The analyst concluded that the read-across from DG and DLTR is “favorable,” and it seems that the low-end consumer is “hanging in better than initially thought.” Or rather, the middle-class is getting crushed and it has no choice but to trade down to the cheapest retail outlets.

And with countless shorts having piled up and getting massively squeezed, the S&P 500 Consumer Discretionary Index today has risen as much as 5.6%, its best day since April 2020, as optimism on the health of the consumer returns following a string of better-than-expected earnings reports from retailers.

Top performers in the S5COND index include Dollar Tree, Dollar General, Norwegian Cruise, Caesars Entertainment and Carnival; the Discretionary Index is on pace for its best week since March 18, when the group climbed 9.3%; the index sank 7.4% as Walmart and Target reports spooked investors. The index is still down almost 30% YTD.

"Retail earnings are bullish.... with four blow-outs,” said Vital Knowledge’s Adam Crisafulli, referring to quarterly reports from Williams-Sonoma, Macy’s, Dollar General, and Dollar Tree.  “The overall retail industry is experiencing stark changes and the market is incorrectly conflating these shifts with underlying demand weakness when the actual health of the consumer is much better than it seems,” Crisafulli says, although there are many - this website included - who wholeheartedly disagree with his optimistic view of the US consumer.

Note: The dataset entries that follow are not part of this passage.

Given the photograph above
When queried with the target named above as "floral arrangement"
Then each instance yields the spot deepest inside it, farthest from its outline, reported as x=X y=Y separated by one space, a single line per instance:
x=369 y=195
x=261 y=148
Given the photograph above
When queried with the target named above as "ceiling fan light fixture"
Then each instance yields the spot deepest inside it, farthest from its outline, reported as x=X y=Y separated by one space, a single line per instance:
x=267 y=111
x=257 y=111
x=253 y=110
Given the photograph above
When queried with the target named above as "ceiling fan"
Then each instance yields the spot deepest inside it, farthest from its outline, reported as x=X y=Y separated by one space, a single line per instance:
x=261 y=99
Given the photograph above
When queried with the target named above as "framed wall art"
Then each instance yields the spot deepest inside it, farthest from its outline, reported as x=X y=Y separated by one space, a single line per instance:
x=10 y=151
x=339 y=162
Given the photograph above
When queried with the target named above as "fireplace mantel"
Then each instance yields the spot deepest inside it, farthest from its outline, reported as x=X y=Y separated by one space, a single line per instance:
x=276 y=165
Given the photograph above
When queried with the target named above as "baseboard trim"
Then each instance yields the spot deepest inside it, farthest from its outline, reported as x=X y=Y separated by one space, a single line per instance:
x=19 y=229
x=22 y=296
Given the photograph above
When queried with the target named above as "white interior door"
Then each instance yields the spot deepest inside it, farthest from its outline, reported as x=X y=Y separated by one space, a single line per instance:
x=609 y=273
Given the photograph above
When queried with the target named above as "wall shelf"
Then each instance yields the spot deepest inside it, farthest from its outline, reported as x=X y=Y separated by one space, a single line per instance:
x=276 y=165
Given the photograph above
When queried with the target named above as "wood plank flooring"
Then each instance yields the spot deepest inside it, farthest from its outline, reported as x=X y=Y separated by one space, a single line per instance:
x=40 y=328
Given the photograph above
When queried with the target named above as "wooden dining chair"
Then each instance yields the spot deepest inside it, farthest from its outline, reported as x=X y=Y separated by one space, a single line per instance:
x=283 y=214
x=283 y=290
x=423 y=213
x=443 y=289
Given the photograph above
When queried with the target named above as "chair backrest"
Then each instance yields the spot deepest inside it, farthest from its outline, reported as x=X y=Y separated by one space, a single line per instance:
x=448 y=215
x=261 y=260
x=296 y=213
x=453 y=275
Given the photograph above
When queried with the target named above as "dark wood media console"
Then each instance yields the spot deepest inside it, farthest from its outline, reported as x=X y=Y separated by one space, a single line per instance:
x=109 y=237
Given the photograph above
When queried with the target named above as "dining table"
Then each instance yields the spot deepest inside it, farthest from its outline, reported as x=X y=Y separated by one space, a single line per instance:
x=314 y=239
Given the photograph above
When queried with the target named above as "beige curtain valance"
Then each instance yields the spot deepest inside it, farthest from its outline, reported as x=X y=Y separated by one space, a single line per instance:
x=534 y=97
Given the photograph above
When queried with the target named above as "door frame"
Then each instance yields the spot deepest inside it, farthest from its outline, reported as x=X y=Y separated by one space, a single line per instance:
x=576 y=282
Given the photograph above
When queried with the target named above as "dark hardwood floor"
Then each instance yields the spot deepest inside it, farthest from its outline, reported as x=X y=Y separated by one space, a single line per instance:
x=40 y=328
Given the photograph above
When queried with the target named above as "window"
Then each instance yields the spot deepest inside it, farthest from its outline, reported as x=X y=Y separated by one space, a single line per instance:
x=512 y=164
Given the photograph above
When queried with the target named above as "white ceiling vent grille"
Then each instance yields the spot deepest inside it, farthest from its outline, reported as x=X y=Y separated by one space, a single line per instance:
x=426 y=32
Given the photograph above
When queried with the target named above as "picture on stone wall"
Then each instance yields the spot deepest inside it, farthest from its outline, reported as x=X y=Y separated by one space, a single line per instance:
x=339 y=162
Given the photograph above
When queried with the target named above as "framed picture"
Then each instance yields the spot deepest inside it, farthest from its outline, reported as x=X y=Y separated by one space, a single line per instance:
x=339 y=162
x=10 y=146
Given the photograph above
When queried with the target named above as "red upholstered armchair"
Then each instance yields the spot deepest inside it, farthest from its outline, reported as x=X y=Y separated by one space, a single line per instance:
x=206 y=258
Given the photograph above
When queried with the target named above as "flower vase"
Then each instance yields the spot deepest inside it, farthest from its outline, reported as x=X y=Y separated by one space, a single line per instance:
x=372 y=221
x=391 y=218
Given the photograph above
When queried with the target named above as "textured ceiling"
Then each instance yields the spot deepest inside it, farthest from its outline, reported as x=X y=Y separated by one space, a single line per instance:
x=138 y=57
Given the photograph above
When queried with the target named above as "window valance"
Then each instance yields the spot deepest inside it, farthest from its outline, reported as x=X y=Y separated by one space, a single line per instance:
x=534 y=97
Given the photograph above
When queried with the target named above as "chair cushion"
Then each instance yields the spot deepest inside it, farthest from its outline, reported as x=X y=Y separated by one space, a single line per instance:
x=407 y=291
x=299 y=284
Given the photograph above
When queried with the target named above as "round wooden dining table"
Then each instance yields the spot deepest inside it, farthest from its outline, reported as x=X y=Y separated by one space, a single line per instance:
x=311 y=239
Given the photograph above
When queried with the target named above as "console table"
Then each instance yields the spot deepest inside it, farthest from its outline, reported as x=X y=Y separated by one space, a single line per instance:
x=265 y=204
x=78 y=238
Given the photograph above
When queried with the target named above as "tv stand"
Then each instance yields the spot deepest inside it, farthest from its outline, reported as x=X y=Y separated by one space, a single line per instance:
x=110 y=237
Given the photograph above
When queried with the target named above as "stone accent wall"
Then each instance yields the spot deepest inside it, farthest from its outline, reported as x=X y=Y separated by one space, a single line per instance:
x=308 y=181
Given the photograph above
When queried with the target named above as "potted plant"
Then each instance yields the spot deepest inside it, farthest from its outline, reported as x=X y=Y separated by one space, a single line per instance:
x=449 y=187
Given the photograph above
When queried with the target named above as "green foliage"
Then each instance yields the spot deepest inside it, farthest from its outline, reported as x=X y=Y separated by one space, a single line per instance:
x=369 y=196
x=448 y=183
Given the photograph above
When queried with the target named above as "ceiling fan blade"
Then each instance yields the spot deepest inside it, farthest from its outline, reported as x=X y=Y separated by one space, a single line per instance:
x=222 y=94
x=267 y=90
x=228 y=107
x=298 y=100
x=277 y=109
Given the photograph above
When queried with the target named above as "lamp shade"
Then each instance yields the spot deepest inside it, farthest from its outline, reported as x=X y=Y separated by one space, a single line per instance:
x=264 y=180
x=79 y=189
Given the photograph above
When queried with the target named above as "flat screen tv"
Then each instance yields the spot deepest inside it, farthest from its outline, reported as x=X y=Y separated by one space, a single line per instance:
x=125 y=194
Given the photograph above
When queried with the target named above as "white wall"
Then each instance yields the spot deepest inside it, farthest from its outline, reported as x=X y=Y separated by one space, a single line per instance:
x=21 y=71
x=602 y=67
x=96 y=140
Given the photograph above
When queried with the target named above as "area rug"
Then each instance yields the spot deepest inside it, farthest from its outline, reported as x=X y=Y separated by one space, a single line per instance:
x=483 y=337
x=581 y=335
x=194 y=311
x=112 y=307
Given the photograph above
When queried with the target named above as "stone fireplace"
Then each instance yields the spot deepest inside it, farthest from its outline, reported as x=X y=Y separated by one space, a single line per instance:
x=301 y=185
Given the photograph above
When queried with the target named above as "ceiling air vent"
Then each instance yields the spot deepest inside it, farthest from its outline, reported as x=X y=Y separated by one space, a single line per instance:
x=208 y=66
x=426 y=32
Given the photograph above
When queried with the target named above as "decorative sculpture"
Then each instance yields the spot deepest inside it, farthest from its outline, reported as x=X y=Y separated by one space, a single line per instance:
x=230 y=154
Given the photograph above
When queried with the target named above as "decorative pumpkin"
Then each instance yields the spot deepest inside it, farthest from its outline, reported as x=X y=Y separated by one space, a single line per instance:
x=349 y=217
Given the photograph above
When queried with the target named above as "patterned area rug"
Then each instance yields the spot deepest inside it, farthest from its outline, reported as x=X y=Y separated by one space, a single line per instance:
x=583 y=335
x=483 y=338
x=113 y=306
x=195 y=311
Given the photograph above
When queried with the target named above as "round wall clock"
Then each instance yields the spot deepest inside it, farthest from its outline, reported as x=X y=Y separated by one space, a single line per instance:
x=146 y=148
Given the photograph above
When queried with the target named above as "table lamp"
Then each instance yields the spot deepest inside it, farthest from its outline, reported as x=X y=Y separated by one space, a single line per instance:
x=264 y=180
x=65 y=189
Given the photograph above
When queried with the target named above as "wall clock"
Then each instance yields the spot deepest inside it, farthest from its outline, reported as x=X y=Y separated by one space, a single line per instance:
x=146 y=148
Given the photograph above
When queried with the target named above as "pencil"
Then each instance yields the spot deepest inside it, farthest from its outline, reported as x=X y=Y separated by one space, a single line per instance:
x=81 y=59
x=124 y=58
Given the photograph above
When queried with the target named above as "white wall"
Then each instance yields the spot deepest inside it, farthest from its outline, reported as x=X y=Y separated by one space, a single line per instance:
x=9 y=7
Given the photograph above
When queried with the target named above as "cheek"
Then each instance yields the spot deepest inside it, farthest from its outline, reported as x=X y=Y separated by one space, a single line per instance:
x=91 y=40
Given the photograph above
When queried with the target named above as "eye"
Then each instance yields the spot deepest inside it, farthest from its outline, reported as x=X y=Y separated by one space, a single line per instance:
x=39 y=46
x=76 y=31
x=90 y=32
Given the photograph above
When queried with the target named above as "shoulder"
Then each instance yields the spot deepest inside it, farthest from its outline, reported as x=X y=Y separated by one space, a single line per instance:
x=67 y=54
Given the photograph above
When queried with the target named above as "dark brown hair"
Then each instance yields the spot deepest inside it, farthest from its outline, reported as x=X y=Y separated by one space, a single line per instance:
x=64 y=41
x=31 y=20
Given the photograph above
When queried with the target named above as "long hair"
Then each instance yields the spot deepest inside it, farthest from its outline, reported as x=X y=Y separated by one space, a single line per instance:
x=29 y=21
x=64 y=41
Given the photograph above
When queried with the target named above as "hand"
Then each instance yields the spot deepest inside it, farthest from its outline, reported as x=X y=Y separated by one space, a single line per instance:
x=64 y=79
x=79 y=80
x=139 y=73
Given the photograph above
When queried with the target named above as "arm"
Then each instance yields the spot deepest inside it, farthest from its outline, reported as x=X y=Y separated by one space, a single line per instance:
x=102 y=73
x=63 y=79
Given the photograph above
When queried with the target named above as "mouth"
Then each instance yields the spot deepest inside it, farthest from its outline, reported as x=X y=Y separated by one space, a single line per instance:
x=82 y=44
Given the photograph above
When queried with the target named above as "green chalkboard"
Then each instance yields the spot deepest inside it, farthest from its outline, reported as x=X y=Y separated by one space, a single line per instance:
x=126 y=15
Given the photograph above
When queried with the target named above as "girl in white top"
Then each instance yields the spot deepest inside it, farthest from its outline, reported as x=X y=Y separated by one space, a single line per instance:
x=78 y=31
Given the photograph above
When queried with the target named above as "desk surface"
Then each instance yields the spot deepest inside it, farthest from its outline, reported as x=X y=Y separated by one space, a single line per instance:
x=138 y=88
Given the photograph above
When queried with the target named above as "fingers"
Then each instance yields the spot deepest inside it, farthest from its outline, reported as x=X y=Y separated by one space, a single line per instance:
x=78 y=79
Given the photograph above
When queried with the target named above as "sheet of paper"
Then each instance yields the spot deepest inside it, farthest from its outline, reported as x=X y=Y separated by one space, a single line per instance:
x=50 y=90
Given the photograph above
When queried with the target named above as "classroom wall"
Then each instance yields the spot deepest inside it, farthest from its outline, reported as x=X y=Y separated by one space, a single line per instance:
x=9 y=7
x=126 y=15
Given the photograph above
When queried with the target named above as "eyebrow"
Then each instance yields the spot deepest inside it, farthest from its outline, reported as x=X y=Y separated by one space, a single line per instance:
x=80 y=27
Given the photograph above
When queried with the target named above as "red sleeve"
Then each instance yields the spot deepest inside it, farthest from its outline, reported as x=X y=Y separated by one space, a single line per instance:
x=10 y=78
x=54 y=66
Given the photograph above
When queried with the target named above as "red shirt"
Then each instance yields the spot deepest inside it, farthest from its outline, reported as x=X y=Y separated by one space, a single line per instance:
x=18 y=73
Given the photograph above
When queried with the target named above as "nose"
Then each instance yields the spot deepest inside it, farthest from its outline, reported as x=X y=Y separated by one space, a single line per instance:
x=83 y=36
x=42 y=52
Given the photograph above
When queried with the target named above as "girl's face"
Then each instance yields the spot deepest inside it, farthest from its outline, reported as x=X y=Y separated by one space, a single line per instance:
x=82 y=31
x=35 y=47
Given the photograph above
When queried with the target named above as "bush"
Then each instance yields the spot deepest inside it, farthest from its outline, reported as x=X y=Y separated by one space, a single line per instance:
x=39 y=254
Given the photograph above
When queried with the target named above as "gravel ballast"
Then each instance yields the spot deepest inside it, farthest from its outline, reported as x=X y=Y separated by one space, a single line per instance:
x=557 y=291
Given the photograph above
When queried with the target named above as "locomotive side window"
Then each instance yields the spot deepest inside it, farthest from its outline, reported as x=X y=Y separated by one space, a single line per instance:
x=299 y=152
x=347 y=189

Remarkably, thanks to today’s rally, even Burlington Stores, which sank as much as 12% in premarket on disappointing results, is trading up as much as 11% and some say, the rally helped reverse the earlier tumble in NVDA shares.

The discretionary group is also getting a boost from airline operators Southwest and JetBlue, helping travel-related names, while on the economic front, better-than-expected personal consumption (for the revised Q1 GDP print). and jobless claims may be adding to the bullishness according to Bloomberg.